Dans ces dernières années, un progrès réel a été accompli. En mars 1858, on estimait que 1,750,000 enfans seulement fréquentaient une école quelconque, ce qui faisait environ 1 élève sur 11 habitans. Le nombre des enfans, entre 8 et 15 ans, devant être à peu près de 4,500,000, on en trouvait 2,750,000 qui ne recevaient point d’instruction. En 1861, lors de la dernière grande enquête, il y avait en Angleterre et dans le pays de Galles, non compris l’Ecosse et l’Irlande, 58,975 établissemens d’instruction avec 2,536,462 élèves, ce qui fait environ 1 élève par 8 habitans, ou moitié moins qu’aux États-Unis, et environ autant qu’en France.
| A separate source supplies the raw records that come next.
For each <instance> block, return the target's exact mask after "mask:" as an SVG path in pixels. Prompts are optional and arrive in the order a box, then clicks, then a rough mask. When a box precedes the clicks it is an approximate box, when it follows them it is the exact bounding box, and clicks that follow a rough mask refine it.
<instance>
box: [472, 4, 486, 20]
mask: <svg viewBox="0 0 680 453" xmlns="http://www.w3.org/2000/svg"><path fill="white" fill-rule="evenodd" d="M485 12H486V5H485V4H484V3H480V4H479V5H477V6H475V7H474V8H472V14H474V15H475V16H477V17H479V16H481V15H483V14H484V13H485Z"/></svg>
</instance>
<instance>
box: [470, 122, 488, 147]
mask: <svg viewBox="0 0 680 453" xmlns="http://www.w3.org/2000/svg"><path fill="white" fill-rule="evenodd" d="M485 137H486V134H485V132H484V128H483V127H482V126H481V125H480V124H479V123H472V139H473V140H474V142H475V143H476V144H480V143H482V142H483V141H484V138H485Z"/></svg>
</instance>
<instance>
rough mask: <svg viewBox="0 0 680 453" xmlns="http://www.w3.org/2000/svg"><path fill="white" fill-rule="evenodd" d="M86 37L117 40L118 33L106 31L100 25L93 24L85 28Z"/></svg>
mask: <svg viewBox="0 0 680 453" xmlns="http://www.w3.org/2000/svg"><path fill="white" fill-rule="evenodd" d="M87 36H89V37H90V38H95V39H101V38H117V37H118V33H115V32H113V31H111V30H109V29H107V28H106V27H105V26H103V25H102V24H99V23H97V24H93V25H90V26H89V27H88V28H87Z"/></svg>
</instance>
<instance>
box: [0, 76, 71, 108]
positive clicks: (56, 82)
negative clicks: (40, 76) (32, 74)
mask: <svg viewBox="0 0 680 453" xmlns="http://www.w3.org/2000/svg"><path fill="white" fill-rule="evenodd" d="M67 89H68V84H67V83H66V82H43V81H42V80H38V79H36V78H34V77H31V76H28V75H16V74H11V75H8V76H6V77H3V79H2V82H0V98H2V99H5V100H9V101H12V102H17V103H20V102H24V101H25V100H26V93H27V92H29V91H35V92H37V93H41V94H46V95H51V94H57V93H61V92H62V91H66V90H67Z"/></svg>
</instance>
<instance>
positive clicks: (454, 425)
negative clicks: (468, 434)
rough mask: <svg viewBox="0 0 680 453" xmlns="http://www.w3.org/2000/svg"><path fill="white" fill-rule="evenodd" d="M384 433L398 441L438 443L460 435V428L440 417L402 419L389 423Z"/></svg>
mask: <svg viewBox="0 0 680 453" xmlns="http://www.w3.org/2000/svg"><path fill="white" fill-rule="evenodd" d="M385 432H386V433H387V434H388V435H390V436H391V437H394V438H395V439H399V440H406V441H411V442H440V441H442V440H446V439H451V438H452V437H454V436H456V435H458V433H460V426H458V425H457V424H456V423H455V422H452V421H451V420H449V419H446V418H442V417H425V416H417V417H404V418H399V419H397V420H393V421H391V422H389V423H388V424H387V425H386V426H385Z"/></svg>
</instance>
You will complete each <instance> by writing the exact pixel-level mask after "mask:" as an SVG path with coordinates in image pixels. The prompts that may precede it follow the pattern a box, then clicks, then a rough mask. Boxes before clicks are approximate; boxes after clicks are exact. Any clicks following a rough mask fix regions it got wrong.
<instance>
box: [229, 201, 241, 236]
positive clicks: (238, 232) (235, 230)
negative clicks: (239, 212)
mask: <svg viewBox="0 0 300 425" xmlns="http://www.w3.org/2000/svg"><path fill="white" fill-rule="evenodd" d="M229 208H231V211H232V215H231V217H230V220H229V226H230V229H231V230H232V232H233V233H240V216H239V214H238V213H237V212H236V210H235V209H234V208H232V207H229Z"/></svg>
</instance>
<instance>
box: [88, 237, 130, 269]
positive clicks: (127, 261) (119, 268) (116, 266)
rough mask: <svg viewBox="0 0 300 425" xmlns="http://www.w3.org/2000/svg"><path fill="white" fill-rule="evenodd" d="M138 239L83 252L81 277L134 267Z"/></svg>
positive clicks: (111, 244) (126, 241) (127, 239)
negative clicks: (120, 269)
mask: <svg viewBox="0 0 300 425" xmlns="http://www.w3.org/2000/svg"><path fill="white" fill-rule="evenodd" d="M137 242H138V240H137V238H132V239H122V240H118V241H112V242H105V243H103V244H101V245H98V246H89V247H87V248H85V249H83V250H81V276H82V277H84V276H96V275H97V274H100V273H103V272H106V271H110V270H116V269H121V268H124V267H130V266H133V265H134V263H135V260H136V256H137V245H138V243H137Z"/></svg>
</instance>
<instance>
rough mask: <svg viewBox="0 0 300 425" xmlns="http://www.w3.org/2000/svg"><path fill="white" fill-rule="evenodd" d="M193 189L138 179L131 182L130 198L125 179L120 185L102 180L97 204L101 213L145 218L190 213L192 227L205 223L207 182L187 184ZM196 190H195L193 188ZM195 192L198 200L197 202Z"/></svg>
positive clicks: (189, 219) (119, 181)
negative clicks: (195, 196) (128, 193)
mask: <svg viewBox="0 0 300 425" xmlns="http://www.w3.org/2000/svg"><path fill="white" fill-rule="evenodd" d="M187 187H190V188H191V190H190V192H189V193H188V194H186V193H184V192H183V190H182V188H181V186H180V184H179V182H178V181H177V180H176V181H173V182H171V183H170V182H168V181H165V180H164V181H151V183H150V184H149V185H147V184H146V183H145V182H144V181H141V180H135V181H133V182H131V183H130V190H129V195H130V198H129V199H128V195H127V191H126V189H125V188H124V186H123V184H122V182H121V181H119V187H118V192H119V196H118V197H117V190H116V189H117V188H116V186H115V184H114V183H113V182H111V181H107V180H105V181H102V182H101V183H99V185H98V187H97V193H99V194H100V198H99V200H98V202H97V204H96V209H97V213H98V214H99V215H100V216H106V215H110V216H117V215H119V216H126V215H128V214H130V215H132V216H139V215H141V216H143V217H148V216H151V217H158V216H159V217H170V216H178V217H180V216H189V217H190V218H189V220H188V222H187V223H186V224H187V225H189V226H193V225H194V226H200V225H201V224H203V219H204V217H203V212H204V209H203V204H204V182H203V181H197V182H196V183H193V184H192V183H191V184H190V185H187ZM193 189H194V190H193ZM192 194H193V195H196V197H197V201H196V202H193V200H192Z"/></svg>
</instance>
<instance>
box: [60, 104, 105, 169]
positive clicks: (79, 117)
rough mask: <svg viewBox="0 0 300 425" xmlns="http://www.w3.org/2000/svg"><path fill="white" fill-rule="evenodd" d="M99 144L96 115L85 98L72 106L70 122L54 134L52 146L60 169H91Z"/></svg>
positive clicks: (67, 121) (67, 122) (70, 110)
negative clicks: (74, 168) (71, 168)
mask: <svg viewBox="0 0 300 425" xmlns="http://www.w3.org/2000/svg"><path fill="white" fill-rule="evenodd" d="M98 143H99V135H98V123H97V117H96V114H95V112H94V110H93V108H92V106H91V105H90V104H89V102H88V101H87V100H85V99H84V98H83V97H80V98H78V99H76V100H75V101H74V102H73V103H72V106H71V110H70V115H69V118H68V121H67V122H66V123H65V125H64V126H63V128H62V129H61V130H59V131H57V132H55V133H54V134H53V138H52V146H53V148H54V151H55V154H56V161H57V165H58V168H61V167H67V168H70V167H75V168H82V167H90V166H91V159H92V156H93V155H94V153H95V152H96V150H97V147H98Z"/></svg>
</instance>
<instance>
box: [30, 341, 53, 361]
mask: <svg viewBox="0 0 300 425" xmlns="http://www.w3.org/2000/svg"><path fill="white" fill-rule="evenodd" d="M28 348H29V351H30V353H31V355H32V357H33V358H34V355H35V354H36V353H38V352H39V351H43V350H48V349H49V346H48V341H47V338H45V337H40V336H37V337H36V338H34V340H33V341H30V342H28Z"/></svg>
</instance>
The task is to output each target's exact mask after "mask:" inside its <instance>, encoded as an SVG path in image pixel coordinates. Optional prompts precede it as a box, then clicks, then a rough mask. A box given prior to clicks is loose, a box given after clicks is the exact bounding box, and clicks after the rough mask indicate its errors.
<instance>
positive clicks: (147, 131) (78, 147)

On estime que l’instruction élémentaire d’un enfant coûte par an 30 shillings[1], ce qui ferait une dépense totale pour l’enseignement élémentaire d’environ 80 millions de francs ; sur cette somme, les différentes sociétés d’école fournissent un peu plus de 25 millions, le gouvernement 20 millions, et les rétributions scolaires couvrent le reste. Cette dépense est très grande pour 2,536,462 élèves et 20 millions d’habitans, car la France, avec plus de 37 millions d’habitans, ne débourse en tout que 58 millions de fr. pour 4,336,368 élèves. Quant aux résultats définitifs, qu’on peut juger à peu près par le nombre d’adultes sachant lire et écrire, ils sont tout aussi peu

  1. Voyez le livre d’un savant économiste mort récemment, M. M.-W. Senior, Suggestions on popular education.